Die Charta von 1151 gab der Stadtentwicklung weiteren Auftrieb. Während der Blütezeit von Eu, um die Mitte des 13. Jh., dürften im engeren Stadtbereich ca. 5.600 Einwohner, im gesamten Territorium der Kommune wohl über 8.000 Einwohner gelebt haben.
Um den Stadtkern mit der Grafenburg und dem Regularkanonikerstift Notre-Dame entstanden weitere Kirchen (St-Jean, St-Pierre und St-Jacques für die Stadt, St-Étienne, La Trinité für die Vorstädte), in denen Kleriker, die dem Stift unterstanden, die Seelsorge wahrnahmen. Im Stift verstarb am 14. November 1180 der irische Erzbischof von Dublin, Laurentius O'Toole (Lorcan Ua Tuathail), der, 1225 kanonisiert, in Eu Verehrung genoß (14. November, Translation 10. Mai).
Im Zuge der Krise des Spät-Mittelalter in der Normandie, insbesondere seit dem Hundertjährigen Krieg, setzten auch in Eu und seinem Umland wirtschaftliche Schwierigkeiten und Bevölkerungsrückgang ein. 1347, am Vorabend der Eroberung von Calais, hatte der Graf von Eu, der Connétable Raoul de Brienne, in englischer Gefangenschaft seine normannischen Territorien, darunter auch die Grafschaft Eu, an Eduard III. verpfändet, wodurch der Graf seinen Herrschaftsbereich nicht mehr wirksam vor englischem Steuerdruck zu schützen vermochte.
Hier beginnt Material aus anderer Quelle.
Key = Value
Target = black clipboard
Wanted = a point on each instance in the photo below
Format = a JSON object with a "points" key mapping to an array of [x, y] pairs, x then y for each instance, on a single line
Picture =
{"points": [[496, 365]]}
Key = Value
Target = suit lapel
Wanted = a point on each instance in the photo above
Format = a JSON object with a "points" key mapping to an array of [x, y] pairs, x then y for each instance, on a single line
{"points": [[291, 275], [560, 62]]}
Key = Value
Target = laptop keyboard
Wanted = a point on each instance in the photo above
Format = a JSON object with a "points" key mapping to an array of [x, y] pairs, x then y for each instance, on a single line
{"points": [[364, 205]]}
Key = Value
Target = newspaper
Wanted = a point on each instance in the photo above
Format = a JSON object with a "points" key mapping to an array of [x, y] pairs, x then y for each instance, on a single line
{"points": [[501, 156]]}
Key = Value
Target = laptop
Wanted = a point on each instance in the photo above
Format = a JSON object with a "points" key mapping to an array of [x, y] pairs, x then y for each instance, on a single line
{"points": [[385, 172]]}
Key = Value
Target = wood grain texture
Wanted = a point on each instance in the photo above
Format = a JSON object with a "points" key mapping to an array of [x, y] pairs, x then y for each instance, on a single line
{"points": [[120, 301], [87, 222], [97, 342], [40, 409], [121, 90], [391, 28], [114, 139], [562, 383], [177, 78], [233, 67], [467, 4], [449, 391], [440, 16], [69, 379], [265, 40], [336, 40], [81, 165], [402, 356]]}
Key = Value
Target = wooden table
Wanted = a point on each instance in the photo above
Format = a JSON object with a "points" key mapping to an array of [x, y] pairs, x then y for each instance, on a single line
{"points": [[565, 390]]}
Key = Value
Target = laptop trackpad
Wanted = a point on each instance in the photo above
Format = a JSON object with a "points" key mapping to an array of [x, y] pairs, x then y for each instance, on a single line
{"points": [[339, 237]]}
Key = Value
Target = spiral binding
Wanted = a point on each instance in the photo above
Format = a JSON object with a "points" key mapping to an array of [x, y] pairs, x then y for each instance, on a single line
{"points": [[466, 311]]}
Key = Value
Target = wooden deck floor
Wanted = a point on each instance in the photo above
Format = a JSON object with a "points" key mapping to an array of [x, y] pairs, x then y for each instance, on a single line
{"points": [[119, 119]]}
Die drückende Finanznot setzte sich auch nach der Konfiskation durch die französische Krone (1350) fort; die verarmte Stadtbevölkerung revoltierte mehrfach (vor allem 1357-1360). Während der Invasion Heinrichs V. war Eu eine der letzten antienglischen Bastionen (erst 15. Februar 1419 Kapitulation der königlichen, städtischen und gräflichen Beamten gegenüber dem Herzog von Exeter). Trotz immer wieder aufflammenden Widerstands fiel die Grafschaft Eu fast gänzlich in die Hände der Engländer; die ansässigen Bewohner blieben im Besitz ihrer Güter, sofern sie sich dem König von England unterwarfen. 1435 wurde Eu von Frankreich zurückerobert und war fortan eine Hauptbasis des französischen Widerstands. Der erneute englische Angriff von 1475 besiegelte schließlich das Geschick der Stadt: Ludwig XI. von Frankreich ließ Festung und Stadt Eu vollständig zerstören, um den Invasoren die Basis für ein weiteres Vorrücken zu entziehen. Trotz nachfolgender steuerlicher Begünstigung des Wiederaufbaus erreichte Eu den alten Wohlstand nicht mehr; König Karl VIII. stellte 1494 fest: »La ville n'est encores redifiée, repopulée, habitée, ne du tout reffaicte«.